Wall Street braces for China and Fed fallout
POSTED: Thursday, May 23, 2013 - 10:30am
UPDATED: Thursday, May 23, 2013 - 10:34am
CNNMoney Staff NEW YORK — Investors better buckle up.
It's shaping up to be a rough day on Wall Street.
World markets tumbled Thursday, led by by the Nikkei, which sunk 7.3%.
Other markets quickly followed suit.
European markets were all down about 2%, while Asian markets ended the day with sharp losses.
In the U.S., stock futures were down between 0.8% and 1%.
Meanwhile, the yield on the 10-year Treasury note nudged back up near 2%, as investors sought safety in government-backed bonds.
Investors were spooked by worse-than-expected Chinese data that showed manufacturing slowed for the first time in seven months, and the latest minutes from the U.S. Federal Reserve's monetary policy meeting.
"We fear that this may get very ugly, very quickly, and that with the usual 5%-7% correction having happened in one day (in Japan), a greater 7%-10% correction... or worse... shall follow," wrote Dennis Gartman, editor and publisher of daily financial newsletter The Gartman Letter.
U.S. stocks had rallied early Wednesday after Fed chairman Ben Bernanke told lawmakers that withdrawing monetary stimulus prematurely could derail the economic recovery.
But markets went into reverse after the Fed's minutes showed that some members were willing to dial down the Fed's bond-buying program as soon as June if the recovery appears sustainable.
On the economic front, the Department of Labor reported that initial claims for unemployment benefits fell to 340,000 last week, down from 363,000 the week before.
A report on new home sales is due Thursday.
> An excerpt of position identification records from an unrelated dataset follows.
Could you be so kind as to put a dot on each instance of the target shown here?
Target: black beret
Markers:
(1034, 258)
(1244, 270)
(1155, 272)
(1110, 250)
On the corporate front, Ralph Lauren is set to report quarterly results in the morning, while Gap and Sears Holdings are up after the bell.
Shares of Hewlett-Packard surged about 12% in premarket trading after the PC-maker reported quarterly earnings that beat estimates.
Shares of Tesla slumped nearly 3%, a day after the electric car maker announced that it had repaid a $465 million loan from the government nearly a decade before it was scheduled to do so.